O sofá de veludo ao qual já me sentei incontáveis vezes começa a se tornar desconfortável para mim, coisa que não deveria acontecer, pois este é o sofá mais confortável onde meu traseiro já repousou algum dia. Só que algo no meu interior pinica para que eu me levante e vá embora sem me despedir. Mas eu sei que é errado. Meus pais me instruíram assim e eu não desobedeço à eles.

Tento focar minha atenção no programa infantil que passa na tevê, no entanto não dá em nada. Ainda sinto aquele desconforto crescendo dentro de mim.

O som porta de um dos comodos da casa abrindo se ouve vindo do corredor. De início meu peito aquece de ansiedade, e assim que me volto para aquela direção, exalo com calma e solto o ar na mesma frequência.

É só ele, Igith.

Recordo a mim mesma de onde eu estou. Então abro um pequeno sorriso forçado ao vê-lo adentrar a cozinha após sinalizar que o espere mais um pouco. Continuo o observando servir seu chá, balbuciando um cântico que tornava o ambiente menos tenso. Só que minhas mãos ainda não param de suar.

Hoje não estou me sentindo em casa.

Isso me faz querer voltar a minha casa.

— Eu tenho que ir embora. — murmuro levantando meu corpo do sofá.

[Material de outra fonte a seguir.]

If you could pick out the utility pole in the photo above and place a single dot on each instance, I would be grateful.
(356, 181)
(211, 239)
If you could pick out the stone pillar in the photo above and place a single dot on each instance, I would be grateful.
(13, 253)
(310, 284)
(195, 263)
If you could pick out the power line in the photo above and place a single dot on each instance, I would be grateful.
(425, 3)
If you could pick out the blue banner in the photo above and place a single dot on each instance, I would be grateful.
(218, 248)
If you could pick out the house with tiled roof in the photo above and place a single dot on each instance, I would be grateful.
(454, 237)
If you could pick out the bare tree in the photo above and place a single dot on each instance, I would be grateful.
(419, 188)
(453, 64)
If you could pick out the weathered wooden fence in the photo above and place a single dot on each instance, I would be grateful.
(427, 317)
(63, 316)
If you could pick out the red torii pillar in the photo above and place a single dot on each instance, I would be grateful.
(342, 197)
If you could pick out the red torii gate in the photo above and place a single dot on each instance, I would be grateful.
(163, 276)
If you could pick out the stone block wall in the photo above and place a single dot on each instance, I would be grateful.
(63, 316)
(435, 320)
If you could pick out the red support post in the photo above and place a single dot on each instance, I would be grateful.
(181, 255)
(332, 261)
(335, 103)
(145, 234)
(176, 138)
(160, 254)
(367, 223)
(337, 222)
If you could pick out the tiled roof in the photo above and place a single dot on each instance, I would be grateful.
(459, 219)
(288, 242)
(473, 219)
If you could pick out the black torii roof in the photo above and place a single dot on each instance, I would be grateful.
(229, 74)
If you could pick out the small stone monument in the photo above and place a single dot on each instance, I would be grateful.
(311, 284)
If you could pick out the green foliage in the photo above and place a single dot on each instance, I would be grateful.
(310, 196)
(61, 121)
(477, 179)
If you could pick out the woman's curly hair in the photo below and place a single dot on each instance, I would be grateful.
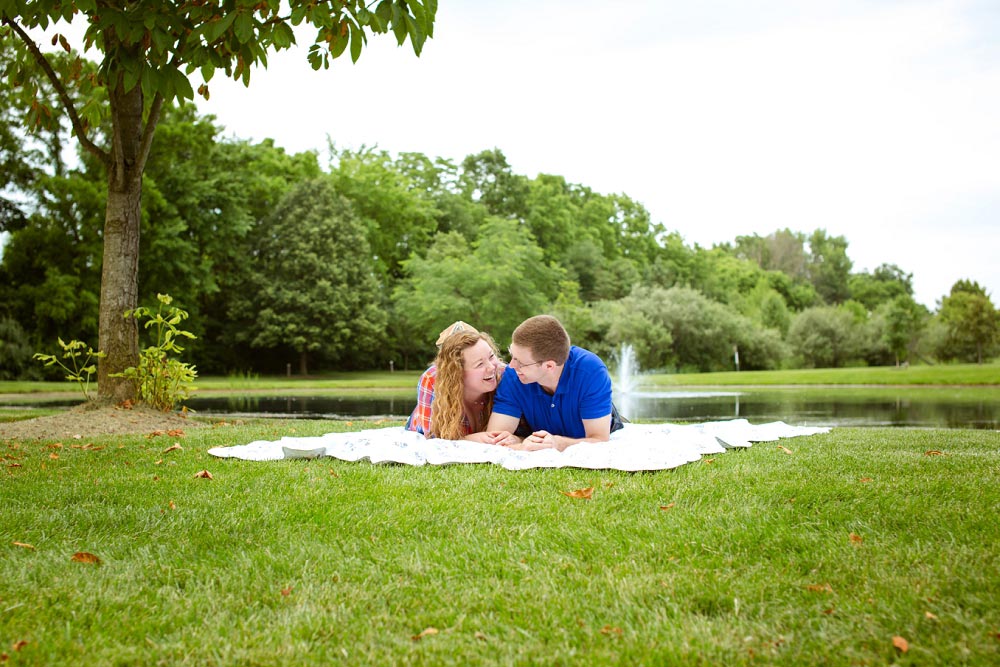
(449, 387)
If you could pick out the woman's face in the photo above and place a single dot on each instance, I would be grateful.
(480, 368)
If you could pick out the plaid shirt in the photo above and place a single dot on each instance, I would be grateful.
(420, 419)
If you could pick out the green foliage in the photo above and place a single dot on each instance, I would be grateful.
(825, 337)
(162, 380)
(828, 266)
(79, 368)
(493, 283)
(972, 322)
(312, 289)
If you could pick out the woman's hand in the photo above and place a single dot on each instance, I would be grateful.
(536, 441)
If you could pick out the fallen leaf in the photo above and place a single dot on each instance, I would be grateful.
(425, 633)
(820, 588)
(84, 557)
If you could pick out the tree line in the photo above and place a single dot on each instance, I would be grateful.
(356, 261)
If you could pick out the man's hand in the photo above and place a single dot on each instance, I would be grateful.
(494, 437)
(536, 441)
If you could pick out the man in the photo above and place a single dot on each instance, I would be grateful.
(562, 391)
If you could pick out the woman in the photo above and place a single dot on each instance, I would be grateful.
(455, 395)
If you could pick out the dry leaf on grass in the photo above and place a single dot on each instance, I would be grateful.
(820, 588)
(425, 633)
(84, 557)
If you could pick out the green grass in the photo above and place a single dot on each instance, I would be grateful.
(954, 374)
(329, 562)
(375, 382)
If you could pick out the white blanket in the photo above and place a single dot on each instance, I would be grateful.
(635, 447)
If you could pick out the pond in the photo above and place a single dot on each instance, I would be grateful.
(977, 408)
(942, 408)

Ele me lança um olhar de dúvida enquanto dá a volta no balcão da cozinha.

— Tão cedo?! Não vai esperar mais um pouco? — pergunta pausadamente ao bebericar um pouco do conteúdo em seu copo. Eu assinto ajeitando meu vestido mais para baixo.

— Não, chego aqui mais tarde. E mamãe pediu apenas que eu viesse deixar o bolo. Ninguém está em casa, por isso preciso voltar. — Me justifico com a voz baixa e o vejo assentir a medida em que volta para a cozinha.

— Não deviam deixar você sozinha — ele implica enquanto eu pego no meu casaco e calço os meus sapatos ao lado da porta principal. — Vem aqui, Igith.

Eu franzo a testa ainda voltada para porta. Estou um pouco cansada por ter acabado de voltar de uma aula de dança. Mas não costumo ser mal educada, por esse motivo me viro para a porta da cozinha e sigo até ele.

— Sim? — o encaro sentado em uma das cadeiras estofadas onde por vezes, eu e minha família sentamos e compartilhamos a refeição com eles. O mesmo está calmo como sempre, ainda aproveitando do seu chá.

— Não tem medo de ficar sozinha, Igith? — eu faço que não. Constantemente ficava sozinha em casa. Se tornara algo normal para mim.

— Não, sou uma menina corajosa. — Eu pontuo. Ele abre um sorriso contente. Parece ter gostado de ouvir o que eu disse. Então sorrio também, desta vez menos tensa.

— Certo — ele começa a falar ameno —, ainda assim é perigoso ficar sozinha em casa. Faça o seguinte, vá até lá e tranque a porta. Logo volte e pode esperar por sua avó aqui enquanto come bolo. Tudo bem? — questiona olhando nos meus olhos. E então, eu apenas concordo com a cabeça.

Talvez isso fosse melhor do que ficar sozinha.